My opinion on Haruki Murakami has changed greatly over the years. I tried reading a couple of his novels about 10 years ago, but didn't get very far into them. But over the past five years or so, reading his stories in The New Yorker repeatedly, I've grown to love his writing and -- perhaps more important -- the whole mood he's trying to create. In other words, I suppose that now I "get" Haruki Murakami.

"With the Beatles" concerns a man's memories of two young women: one whom he had a relationship with in high school and into college, the other whom he never even met, but remembers having seen her -- only once -- walking the halls of his school with a vinyl copy of "With the Beatles," in her arms. Like most Haruki Murakami stories, however, the story is not really about those two young women any more than it's about The Beatles. What is it about?

I am not prepared to answer that question about something written by the great Haruki Murakami. It's not possible. Furthermore, even if it were possible, I'm not well enough equipped yet to do it. You can no more ask what a Murakami story is "about" than you can ask what the ocean is about, or what a tree is about. You have to be there, experience it, and see for yourself what it means or doesn't mean.

What Haruki Murakami does in his stories, better than anyone I've ever encountered, is to shine a light into the mysterious and murky depths of memory and nostalgia that lurk within us all, and examine what we carry inside us every day, namely, a universe of emotions built up over time -- sadness, loss, hope, joy, etc. -- that changes, grows and evolves, and can be as real to us as the physical world in front of our noses. No one plumbs these depths more skillfully than Haruki Murakami.

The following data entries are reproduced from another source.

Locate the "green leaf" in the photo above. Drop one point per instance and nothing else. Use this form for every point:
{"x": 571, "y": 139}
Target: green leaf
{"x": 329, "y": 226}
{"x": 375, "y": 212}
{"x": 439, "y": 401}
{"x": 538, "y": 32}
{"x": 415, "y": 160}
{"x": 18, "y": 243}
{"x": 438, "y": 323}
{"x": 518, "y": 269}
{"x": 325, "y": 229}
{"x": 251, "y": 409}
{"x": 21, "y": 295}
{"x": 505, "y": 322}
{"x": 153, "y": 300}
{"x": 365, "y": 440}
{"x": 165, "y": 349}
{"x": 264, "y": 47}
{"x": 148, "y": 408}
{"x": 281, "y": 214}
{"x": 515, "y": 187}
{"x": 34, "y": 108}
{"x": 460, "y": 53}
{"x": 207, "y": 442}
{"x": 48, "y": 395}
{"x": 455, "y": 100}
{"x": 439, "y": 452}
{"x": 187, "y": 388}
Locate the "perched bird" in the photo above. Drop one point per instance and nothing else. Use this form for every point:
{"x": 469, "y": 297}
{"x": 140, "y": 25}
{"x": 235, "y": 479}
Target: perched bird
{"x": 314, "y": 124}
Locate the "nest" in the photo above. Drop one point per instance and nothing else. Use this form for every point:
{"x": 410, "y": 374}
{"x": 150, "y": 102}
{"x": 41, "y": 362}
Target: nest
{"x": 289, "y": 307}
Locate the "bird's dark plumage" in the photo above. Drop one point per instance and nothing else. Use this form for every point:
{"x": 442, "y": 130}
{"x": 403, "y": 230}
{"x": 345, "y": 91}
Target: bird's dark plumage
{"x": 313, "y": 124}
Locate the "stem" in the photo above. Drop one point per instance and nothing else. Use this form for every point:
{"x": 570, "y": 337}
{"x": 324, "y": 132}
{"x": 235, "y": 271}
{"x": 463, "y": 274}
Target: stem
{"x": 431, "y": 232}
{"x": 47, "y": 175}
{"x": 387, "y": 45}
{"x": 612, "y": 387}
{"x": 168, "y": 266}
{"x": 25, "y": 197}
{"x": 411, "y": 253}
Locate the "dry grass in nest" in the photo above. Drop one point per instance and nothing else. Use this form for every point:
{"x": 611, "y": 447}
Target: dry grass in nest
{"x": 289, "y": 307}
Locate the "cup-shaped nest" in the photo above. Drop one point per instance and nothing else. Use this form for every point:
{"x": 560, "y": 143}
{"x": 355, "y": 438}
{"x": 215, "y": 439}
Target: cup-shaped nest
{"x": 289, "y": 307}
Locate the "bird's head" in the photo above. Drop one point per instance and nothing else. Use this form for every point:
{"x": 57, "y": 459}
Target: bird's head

And so it hardly matters that the story starts out with a paragraphs-long description of the album "With the Beatles," or that half the story is taken up by an anecdote about the main character waiting for hours at his girlfriend's house, for his girlfriend whom he was supposed to meet, and instead talking to her odd brother, whom he will later bump into on the street and find out his former girlfriend has died. What matters is the way Murakami weaves all these things together into something, you can't even call it a story, necessarily, more like a tapestry or a work of art.